Tuesday, September 30, 2008

Finland Will Not Vote Against Serbia's Kosovo Resolution, Bolivian Silence and Italian Vacillation

Byline: Matthew Russell Lee of Inner City Press at UN
www.innercitypress.com/icj2serbia092308.html

UNITED NATIONS, September 23 -- "If Kosovo was not quite perfect," Finnish President Tarja Halonen told Inner City Press on Tuesday at the UN, "then the Georgia situations, South Ossetia and Abkhazia, are much less perfect." Inner City Press had asked for Finland's position on Serbia's resolution to get the General Assembly to ask the International Court of Justice for an advisory opinion on the legality of Kosovo's independence. After Ms. Halonen said "we support the court," Finland's foreign minister Alexander Stubb made clear what that means. "Finland will not vote against" the Serbian resolution, he said. "If the EU is to have a unified position, it can only be to abstain." Video here, from 21:32.

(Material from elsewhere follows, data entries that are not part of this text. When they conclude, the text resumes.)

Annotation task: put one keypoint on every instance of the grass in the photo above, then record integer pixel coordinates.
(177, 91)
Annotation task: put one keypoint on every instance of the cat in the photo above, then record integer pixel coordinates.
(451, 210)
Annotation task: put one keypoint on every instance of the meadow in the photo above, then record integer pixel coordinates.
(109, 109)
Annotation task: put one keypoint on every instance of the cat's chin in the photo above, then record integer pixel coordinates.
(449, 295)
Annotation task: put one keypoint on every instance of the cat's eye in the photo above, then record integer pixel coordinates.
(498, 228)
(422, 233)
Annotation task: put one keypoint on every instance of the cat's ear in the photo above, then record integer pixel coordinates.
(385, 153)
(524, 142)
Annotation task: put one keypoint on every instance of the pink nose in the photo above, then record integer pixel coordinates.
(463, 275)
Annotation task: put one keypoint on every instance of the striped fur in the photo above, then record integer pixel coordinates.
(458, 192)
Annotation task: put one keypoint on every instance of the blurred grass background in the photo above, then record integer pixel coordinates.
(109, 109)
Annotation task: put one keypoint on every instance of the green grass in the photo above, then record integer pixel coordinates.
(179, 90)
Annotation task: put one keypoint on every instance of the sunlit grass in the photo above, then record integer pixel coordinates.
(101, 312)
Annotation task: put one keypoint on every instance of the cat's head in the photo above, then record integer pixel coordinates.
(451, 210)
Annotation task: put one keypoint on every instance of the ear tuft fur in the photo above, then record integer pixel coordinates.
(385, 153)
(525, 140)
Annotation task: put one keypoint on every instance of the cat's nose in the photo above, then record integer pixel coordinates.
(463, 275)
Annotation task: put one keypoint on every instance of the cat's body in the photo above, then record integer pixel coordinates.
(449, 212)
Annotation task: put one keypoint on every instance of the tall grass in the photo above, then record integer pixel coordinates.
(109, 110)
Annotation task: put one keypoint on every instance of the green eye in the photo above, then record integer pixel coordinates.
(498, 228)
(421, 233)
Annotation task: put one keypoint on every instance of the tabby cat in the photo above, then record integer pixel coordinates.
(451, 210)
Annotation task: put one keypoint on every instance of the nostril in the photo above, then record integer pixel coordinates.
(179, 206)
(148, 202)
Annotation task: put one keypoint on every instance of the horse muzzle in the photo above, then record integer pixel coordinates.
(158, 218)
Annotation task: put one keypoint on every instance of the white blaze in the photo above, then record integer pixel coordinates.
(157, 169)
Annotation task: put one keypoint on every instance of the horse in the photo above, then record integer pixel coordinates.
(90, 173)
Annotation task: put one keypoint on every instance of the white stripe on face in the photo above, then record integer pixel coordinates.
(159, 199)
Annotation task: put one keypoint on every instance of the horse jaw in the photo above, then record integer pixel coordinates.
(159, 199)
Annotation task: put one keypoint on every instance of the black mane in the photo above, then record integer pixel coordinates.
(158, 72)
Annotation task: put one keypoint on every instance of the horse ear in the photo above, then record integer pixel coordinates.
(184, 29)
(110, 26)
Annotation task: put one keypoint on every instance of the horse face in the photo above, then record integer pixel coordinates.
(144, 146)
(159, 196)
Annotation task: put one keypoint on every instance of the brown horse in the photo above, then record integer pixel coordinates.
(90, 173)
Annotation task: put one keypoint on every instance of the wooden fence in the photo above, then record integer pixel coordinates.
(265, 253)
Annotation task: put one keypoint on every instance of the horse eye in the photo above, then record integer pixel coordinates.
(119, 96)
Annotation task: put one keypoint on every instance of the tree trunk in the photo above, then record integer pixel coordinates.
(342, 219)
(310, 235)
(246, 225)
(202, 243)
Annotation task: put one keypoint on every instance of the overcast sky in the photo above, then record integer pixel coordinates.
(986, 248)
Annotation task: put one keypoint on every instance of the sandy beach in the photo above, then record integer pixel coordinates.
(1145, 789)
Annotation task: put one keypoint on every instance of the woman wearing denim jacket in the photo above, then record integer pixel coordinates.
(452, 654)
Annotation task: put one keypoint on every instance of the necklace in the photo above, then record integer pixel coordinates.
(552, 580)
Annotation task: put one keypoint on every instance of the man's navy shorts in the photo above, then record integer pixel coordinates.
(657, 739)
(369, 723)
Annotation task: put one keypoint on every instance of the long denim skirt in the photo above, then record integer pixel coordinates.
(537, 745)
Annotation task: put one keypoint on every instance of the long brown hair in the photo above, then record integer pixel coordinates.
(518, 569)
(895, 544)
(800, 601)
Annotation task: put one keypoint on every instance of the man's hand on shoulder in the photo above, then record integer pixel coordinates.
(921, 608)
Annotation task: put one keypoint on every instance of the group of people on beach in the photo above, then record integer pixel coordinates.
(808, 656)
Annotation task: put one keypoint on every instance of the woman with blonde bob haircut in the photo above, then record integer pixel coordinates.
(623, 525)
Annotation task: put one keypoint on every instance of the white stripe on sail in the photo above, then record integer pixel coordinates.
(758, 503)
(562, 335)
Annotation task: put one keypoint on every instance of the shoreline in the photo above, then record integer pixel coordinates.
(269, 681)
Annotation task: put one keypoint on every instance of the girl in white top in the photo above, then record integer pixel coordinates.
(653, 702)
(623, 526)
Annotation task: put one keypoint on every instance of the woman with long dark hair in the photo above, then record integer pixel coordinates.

This principled stand is contrasted to that of France, which while holding the EU Presidency has said that Serbia's request causes "turbulence," and also of Italy. Inner City Press on September 23 asked Italian foreign minister Franco Frattini for his country's position. He said that while he "personally" would prefer to abstain, Italy will follow whatever the EU does. Video here.

Frattini gave the same answer on how Italy will vote if asked to suspect the International Criminal Court proceeding against Sudan's Al-Bashir. To some, this seems to be an argument for having only one veto-wielding seat on the Security Council for the European Union.

Inner City Press also asked embattled Bolivian president Evo Morales about his country's position on South Ossetia and Abkhazia, the independence of which Nicaragua has recognized. Morales gave a long answer about throwing out the U.S. Ambassador, but did not answer on breakaway republics, perhaps for obvious reasons: he has breakaway provinces of his own.